Thursday, November 21, 2013

How is syntax used in Beloved?

Toni Morrison uses non-standard English syntax in Beloved. "Syntax" refers to the order of words and phrases used to make sentences. Many of the characters use non-standard or disordered syntax, and much of the narration in the novel is told with non-standard syntax. For example, in Chapter One, the house in which Sethe and her daughter live is described in the following way:







"It had been a long time since anybody (good-willed whitewoman, preacher, speaker or newspaperman) sat at their table, their sympathetic voices called liar by the revulsion in their eyes. For twelve years, long before Grandma Baby died, there had been no visitors of any sort and certainly no friends. No coloredpeople. Certainly no hazelnut man with too long hair and no notebook, no charcoal, no oranges, no questions" (page 7; page numbers may vary according to the edition).

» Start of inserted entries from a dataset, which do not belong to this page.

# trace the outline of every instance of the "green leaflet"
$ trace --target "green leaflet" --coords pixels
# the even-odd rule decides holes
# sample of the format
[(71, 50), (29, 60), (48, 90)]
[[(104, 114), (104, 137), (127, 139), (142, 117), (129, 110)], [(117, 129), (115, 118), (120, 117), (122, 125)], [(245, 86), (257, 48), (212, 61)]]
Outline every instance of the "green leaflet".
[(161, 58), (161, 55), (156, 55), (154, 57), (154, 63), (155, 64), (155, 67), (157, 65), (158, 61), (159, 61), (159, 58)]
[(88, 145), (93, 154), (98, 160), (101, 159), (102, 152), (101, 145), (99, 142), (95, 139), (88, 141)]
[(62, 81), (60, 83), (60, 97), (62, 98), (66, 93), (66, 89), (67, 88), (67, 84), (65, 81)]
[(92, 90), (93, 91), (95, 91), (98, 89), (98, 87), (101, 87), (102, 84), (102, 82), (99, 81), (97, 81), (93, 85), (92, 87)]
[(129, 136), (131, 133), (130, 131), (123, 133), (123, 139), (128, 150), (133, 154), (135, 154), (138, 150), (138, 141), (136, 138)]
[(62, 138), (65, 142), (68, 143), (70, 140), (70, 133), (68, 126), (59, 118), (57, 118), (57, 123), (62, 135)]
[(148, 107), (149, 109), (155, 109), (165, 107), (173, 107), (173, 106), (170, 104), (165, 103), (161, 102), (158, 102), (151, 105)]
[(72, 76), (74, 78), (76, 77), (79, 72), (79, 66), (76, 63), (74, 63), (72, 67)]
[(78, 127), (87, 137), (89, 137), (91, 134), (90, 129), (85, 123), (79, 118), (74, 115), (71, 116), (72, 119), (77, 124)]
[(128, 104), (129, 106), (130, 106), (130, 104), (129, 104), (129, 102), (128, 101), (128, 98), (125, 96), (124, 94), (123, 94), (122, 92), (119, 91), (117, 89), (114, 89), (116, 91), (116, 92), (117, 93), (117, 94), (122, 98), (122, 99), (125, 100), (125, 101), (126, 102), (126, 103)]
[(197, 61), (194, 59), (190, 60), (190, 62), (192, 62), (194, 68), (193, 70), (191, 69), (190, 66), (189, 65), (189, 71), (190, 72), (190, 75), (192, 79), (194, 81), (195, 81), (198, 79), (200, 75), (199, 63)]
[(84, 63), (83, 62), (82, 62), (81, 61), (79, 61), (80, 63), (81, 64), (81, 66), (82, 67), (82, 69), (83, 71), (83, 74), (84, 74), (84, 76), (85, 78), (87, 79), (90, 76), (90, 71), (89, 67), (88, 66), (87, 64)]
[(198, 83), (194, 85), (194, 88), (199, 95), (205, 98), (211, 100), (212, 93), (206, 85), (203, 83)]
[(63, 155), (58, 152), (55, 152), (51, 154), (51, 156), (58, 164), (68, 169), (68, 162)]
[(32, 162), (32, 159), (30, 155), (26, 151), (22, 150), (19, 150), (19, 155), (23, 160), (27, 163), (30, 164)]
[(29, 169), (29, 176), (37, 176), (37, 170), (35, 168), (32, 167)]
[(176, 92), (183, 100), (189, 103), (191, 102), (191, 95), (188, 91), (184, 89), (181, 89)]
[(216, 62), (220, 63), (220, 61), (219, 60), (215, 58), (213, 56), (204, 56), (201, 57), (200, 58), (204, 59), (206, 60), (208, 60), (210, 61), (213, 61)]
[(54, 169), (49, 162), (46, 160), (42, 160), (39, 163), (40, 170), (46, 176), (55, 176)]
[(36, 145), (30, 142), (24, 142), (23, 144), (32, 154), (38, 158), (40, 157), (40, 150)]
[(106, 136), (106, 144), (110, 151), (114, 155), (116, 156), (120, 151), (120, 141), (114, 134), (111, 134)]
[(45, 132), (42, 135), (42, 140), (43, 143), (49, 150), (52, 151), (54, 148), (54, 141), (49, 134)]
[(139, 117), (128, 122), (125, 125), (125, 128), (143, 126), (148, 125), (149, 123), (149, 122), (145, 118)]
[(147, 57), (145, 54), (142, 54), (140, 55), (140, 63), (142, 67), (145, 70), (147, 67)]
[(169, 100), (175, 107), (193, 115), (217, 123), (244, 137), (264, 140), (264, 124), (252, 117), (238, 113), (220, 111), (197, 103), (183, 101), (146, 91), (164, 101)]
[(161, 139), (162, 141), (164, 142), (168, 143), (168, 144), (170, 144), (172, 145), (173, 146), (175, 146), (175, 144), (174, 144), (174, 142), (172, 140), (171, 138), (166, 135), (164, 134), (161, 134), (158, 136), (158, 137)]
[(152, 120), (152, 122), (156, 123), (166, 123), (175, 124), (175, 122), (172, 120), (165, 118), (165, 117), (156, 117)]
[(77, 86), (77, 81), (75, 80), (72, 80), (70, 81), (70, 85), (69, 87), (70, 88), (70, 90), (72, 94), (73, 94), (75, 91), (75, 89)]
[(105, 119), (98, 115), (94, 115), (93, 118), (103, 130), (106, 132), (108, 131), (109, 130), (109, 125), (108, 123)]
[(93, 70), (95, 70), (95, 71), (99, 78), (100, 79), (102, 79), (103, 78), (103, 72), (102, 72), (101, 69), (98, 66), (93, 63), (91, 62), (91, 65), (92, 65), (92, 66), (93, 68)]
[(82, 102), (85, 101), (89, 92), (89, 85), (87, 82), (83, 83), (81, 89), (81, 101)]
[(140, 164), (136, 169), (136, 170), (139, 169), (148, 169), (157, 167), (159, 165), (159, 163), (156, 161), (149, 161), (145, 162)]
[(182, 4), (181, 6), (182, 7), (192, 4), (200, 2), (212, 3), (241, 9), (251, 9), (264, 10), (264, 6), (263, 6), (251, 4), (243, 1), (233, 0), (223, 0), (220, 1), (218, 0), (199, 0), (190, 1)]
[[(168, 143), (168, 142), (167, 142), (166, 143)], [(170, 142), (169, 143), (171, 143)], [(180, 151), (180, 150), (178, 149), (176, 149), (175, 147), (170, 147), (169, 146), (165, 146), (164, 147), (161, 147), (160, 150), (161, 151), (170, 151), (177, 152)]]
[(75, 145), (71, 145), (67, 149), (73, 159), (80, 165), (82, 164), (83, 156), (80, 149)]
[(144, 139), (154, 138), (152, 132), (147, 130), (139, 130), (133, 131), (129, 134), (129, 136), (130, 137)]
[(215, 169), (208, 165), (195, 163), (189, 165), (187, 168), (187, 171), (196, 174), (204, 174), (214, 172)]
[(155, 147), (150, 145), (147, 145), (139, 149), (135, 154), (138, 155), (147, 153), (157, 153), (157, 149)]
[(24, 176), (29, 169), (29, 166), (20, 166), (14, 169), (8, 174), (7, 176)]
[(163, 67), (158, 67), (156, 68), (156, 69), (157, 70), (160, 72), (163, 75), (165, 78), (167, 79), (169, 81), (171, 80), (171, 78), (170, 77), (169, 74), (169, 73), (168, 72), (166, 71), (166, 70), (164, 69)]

In this passage, Sethe's house is described as empty in a very interesting, fractured way. The syntax in the book is disordered in part to replicate dialogue and the way people in the book, brought up mostly as slaves, would speak. Some sentences are not full sentences but fragments to show the way people might have told this story orally rather than in writing. In addition, the confused syntax expresses the confusion and disorderly nature of the characters' world. The African-American characters in the book are all affected by slavery, a horror that created lives that aren't orderly or neat. The characters' language and syntax reflect their life experiences in a cruel and disorderly world.